Al Akeel studied designers carefully. From Armani to McQueen, he analysed their every move.

He adds: “It is a combination of passion and experience. Having spent so much time in the US and being a bit of a global person, it really added a lot of value to my fashion aesthetic and my whole ethos. I am not here to say I am Western. I am very proud of my roots.”

But, it seems thorny toying with his Saudi roots, as the traditional dress parallels the walk and talk of every Saudi man. Is it a tricky gesture by Al Akeel to reinterpret such a heavy cultural symbol?

“Not until I made [Saudi parents] realise that I got their kids to go back to wearing thobes,” he says, adding: “In the beginning, kids would want to wear jeans and a t-shirt, but now they are actually going back to tradition. So what I am doing is, I created a movement of people who want to differentiate themselves, who want to be more unique.”

Al Akeel has one simple plea: “Become your own person. Why should people follow trends when they can create their own?”

In fact, his clothing line’s name, Toby, is derived from an Arabic expression which means ‘I wear my style’: “I am who I am and I am expressing my personality. So it is a way of encouraging people not to conform to society and to be more self-expressive,” he says.

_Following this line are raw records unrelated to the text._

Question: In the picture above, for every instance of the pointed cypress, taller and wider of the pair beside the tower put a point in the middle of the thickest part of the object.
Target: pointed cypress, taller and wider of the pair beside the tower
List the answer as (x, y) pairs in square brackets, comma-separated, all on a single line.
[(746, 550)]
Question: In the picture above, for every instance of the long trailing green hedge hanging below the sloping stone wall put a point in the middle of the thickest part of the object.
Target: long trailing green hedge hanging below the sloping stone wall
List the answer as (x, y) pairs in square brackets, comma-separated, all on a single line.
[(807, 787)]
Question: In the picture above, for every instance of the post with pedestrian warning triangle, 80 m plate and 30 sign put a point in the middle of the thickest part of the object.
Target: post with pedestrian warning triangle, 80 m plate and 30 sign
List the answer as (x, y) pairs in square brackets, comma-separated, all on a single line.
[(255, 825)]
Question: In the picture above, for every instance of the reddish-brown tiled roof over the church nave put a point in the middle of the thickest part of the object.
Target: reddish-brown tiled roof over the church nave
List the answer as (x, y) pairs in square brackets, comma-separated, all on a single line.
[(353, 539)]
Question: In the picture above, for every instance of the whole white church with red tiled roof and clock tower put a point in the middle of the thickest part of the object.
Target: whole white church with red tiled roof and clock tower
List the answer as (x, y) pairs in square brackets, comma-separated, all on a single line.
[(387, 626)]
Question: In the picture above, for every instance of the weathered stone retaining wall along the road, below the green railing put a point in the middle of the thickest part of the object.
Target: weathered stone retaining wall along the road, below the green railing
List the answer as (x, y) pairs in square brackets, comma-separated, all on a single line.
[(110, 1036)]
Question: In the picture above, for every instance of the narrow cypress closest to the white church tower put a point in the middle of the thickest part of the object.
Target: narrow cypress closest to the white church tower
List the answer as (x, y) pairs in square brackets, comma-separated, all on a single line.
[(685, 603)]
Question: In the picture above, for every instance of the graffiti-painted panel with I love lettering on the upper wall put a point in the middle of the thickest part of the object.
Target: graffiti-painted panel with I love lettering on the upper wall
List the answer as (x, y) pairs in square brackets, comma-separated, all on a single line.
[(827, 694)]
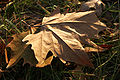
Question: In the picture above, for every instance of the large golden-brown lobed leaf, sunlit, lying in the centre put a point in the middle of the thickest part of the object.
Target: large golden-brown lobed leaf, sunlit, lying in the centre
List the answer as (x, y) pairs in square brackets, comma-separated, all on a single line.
[(63, 34)]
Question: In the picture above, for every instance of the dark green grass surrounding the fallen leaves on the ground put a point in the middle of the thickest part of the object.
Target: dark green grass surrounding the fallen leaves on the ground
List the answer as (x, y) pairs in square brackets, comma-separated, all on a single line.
[(107, 64)]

“I have gotten a few question marks on how avant garde my designs used to be, but now that I extended my line to very classic and very conservative, minimalistic and simple…people realised [that I am more] approachable, so now, it is more acceptable [in society],” he explains.

In fact, Al Akeel says that his reinterpreted thobes have become a norm in the kingdom, especially in the demographic of fifteen to 25: “They do not want to go to dinner wearing a regular thobe.”

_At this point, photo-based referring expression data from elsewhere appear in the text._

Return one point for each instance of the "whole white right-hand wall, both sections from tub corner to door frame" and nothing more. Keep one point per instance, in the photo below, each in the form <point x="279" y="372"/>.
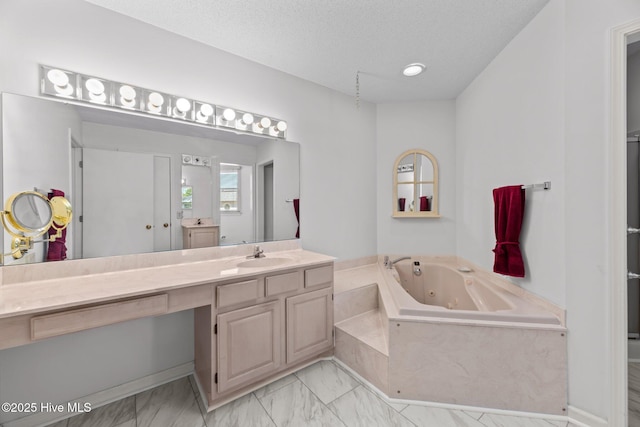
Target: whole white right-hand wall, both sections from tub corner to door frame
<point x="540" y="111"/>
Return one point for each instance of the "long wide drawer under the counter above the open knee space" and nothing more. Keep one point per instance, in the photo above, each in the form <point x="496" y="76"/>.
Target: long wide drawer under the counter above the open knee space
<point x="51" y="325"/>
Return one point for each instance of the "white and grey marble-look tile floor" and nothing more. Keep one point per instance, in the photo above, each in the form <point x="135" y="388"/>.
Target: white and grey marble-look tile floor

Despite his customers being mostly from Saudi Arabia, the designer says that his work is starting to attract attention from elsewhere.

“Believe it or not, especially this last Ramadan, I have been getting customers from Paris, the United Kingdom, India, New York, and Michigan, [among other areas],” he says.

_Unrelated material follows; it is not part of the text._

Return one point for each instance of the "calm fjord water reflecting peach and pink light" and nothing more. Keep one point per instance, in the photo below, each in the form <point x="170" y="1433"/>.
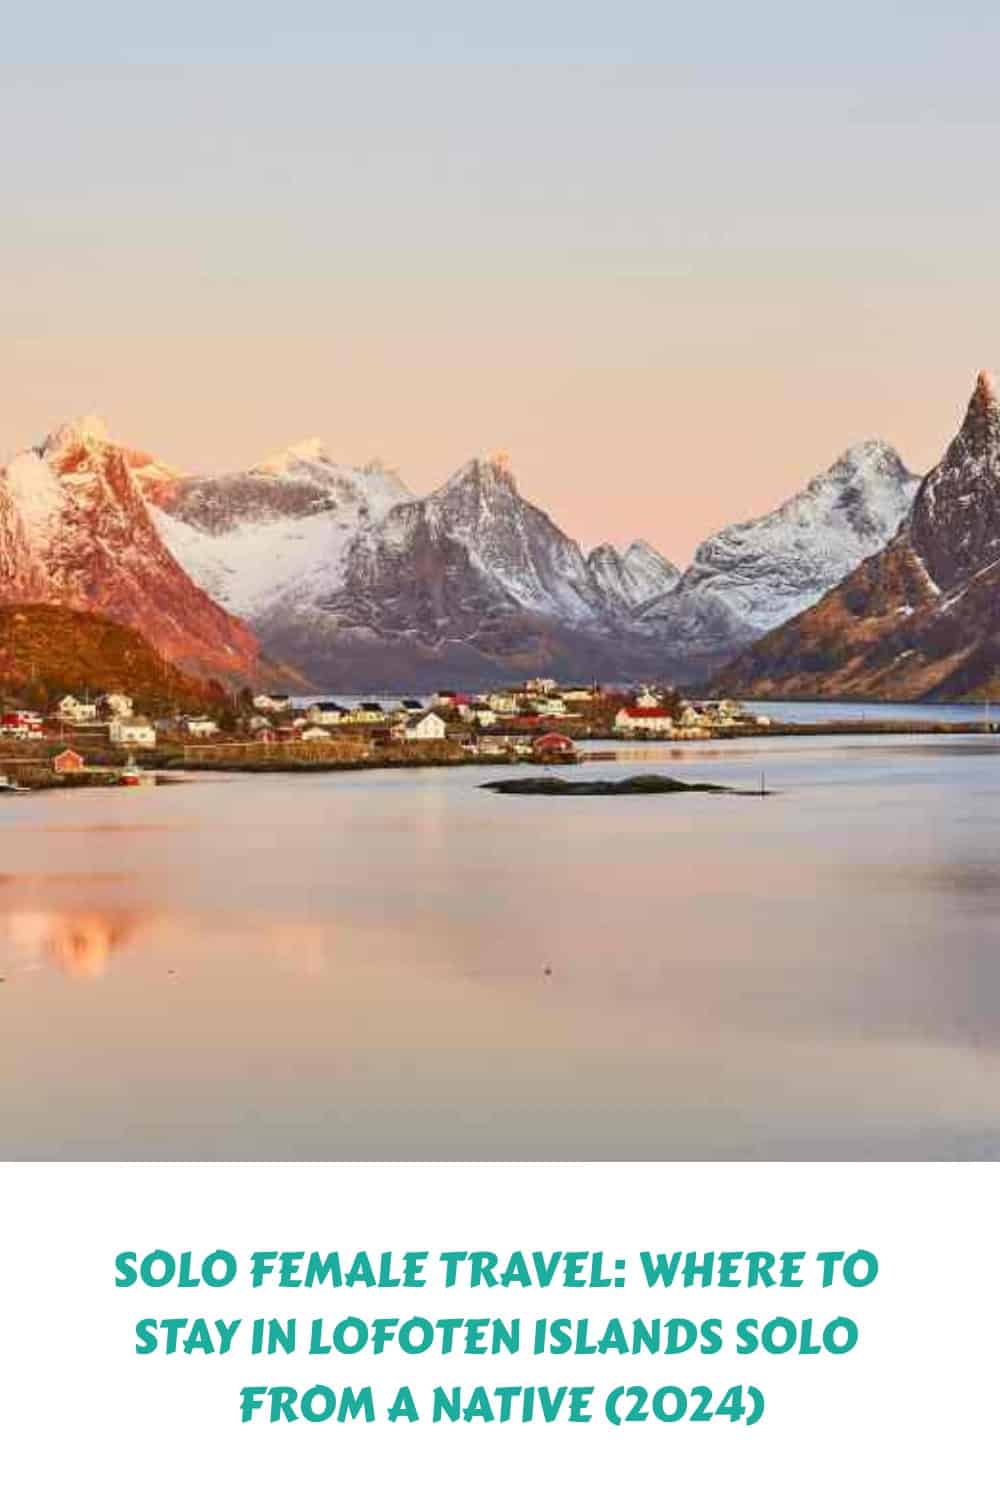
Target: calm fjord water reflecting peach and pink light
<point x="401" y="965"/>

His growing customer base over the years has only encouraged him to take his work a step further. Al Akeel has expanded his fashion line to cater to both women and children, both of which are serving him proud.

But with success comes hurdles. Al Akeel’s brainchild is not all fun and games.

“The thing about being a small business, there is always a lot of competition going on, and now you have global brands that want to do what we are doing,” he says. “There was a recent article saying that local thobe designers will have to compete with brands like Armani or Carolina Herrera, who started introducing the thobe into their fashion as well.”

Such issues can be a problem, but Al Akeel reassuringly says that he does not think the thobe market has expanded to the point where he feels threatened.

And, regardless of any potential obstacles, the Saudi designer is certain that he will only climb higher.

“We have four different thobe lines; the trend line, the classic line, the bohemian line and the sports line. And now, we introduced the blue label, which is up-market, optimum in quality fabric… pricing is obviously much higher, and it is a more exclusive collection, very few people get to wear it…” he points out.

“I am luxury. I am not mass. When people come to my boutique, they expect a certain standard. Considering the quality and craftsmanship, my brand is not that expensive,” he adds.

Having been in the market for the past five years, Al Akeel is able to spare some advice for entrepreneurs who are seeking to follow in his footsteps.

“You do not have to be a doctor or a lawyer to succeed. All you have to do is hold a talent. If you nurture your talent, you can really succeed at it,” he says, adding: “I hope to be that person who can show Saudi culture how to find the time to nurture their talents. They are actually really struggling at this moment because a lot of people do not have the tools and do not have the education to further their career.”

Al Akeel is clearly not a corporate person. Instead, he leans heavily towards the creative side. But, once he found his world, he excelled. It is no wonder he is referred to as the Tom Ford of the Middle East.